Your best chaos engineering happens before you break anything

Nov 30

Dr. David Woods, one of the pioneers of resilience engineering, said something a few of us have been repeating and it captures the essence of why chaos engineering is valuable:

"Just planning to inject a fault usually reveals that the system works differently than you thought."

Most teams skip straight to running chaos experiments. They pick a tool, design a failure scenario, inject the fault, observe what happens. They think the learning happens during the experiment.

They're wrong. The deepest learning often happens before you break anything at all.

Here's what I mean.

The meeting you've probably been in

You're discussing what happens when X fails. Someone says "obviously the circuit breaker kicks in." Everyone nods. The conversation moves on. Meeting ends.

Three months later, X actually fails in production. The circuit breaker doesn't work the way anyone thought. Or it doesn't exist at all. Or it exists but was disabled during a migration last quarter and nobody remembered to re-enable it.

The problem is that everyone had different mental models of how the system works. Nobody discovered this until real failure exposed it.

This happens constantly. Teams operate under the illusion of shared understanding. Everyone uses the same words. Everyone nods at the same moments.

Then something breaks, and you discover nobody actually agreed about how anything worked.

The hypothesis conversation

Here's what to do instead. Before running any chaos experiment, gather your team and have what I call the hypothesis conversation.

Step 1: Pick a specific failure scenario

Don't start with "what if the database goes down?" It’s too vague.

Instead start with something like: "What happens when our primary PostgreSQL instance becomes unavailable during peak traffic?"

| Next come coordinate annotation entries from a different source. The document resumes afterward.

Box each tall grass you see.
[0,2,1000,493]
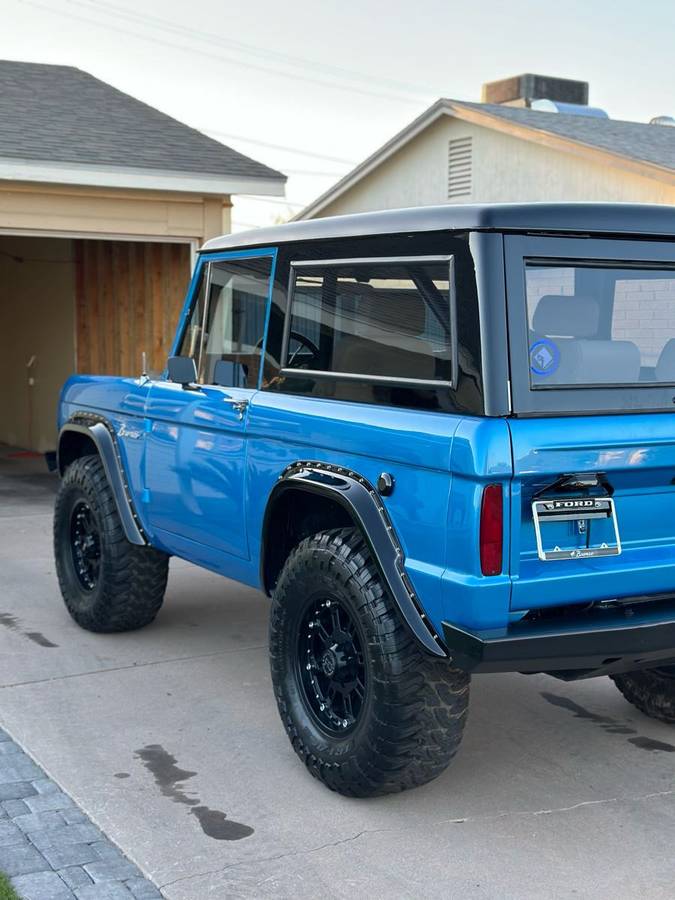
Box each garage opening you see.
[0,235,191,454]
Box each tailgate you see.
[509,413,675,611]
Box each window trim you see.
[279,254,459,390]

The specificity matters. Vague scenarios produce vague answers. Specific scenarios force people to articulate their actual mental models.

Step 2: Silent writing first

This is the critical step most teams skip.

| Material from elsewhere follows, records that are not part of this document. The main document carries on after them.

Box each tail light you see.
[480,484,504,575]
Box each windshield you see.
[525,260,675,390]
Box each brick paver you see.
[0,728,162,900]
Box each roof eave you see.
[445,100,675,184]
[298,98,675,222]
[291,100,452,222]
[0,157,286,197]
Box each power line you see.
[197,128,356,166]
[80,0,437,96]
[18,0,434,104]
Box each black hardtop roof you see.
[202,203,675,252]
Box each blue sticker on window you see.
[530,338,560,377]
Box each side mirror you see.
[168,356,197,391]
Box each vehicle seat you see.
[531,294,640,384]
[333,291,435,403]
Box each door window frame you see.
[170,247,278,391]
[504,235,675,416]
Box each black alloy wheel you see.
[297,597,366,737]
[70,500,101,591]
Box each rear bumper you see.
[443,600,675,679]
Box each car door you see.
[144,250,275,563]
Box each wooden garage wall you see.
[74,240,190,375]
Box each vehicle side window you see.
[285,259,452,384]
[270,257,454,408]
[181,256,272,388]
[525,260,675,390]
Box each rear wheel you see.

Before any discussion, have everyone write down:

What they expect to happen
How long they expect recovery to take
What customer impact they expect
What monitoring and alerts they expect to see

Give people 5 minutes of silence to write.

Why silent writing? Because it prevents groupthink. In open discussion, the loudest person always speaks first. Suddenly everyone's nodding along. The quieter team members, who might have spotted something nobody else considered, stay silent. You've just lost the diversity of perspective that makes this valuable.

Silent writing forces everyone to commit to their understanding before social dynamics kick in.

Step 3: Share and compare

Go around the room. Have each person read what they wrote.

No judgment. No critique. Just listen.

This is where it gets interesting. You'll discover:

Someone assumes automatic failover that doesn't exist. Another person thinks there's queuing that isn't implemented. The new engineer admits they have no idea what happens. That’s valuable honesty the rest of the team needs to hear. The senior engineer describes behavior from the old architecture, before the migration two quarters ago. Nobody agrees on expected recovery time.

Your team has been working together for months or years. You thought you understood how the system works. You're discovering right now that you don't share the same understanding at all.

Step 4: Investigate the gaps

Don't just note the disagreements and move on. Dig into them:

"Why did you think queuing was implemented?"

"When was the last time we actually tested failover?"

"Where is that behavior documented?"

"Who would know the answer to this?"

Often you'll discover that nobody knows for certain. The system evolved. Documentation didn't keep up. People made assumptions based on how they thought things worked. Those assumptions never got validated.

Step 5: Decide what to do

Now you have options:

Run the chaos experiment to find out what actually happens. Check the code or configuration to verify behavior. Talk to the team that owns that component. Update documentation based on what you learned. Fix the gap you just discovered.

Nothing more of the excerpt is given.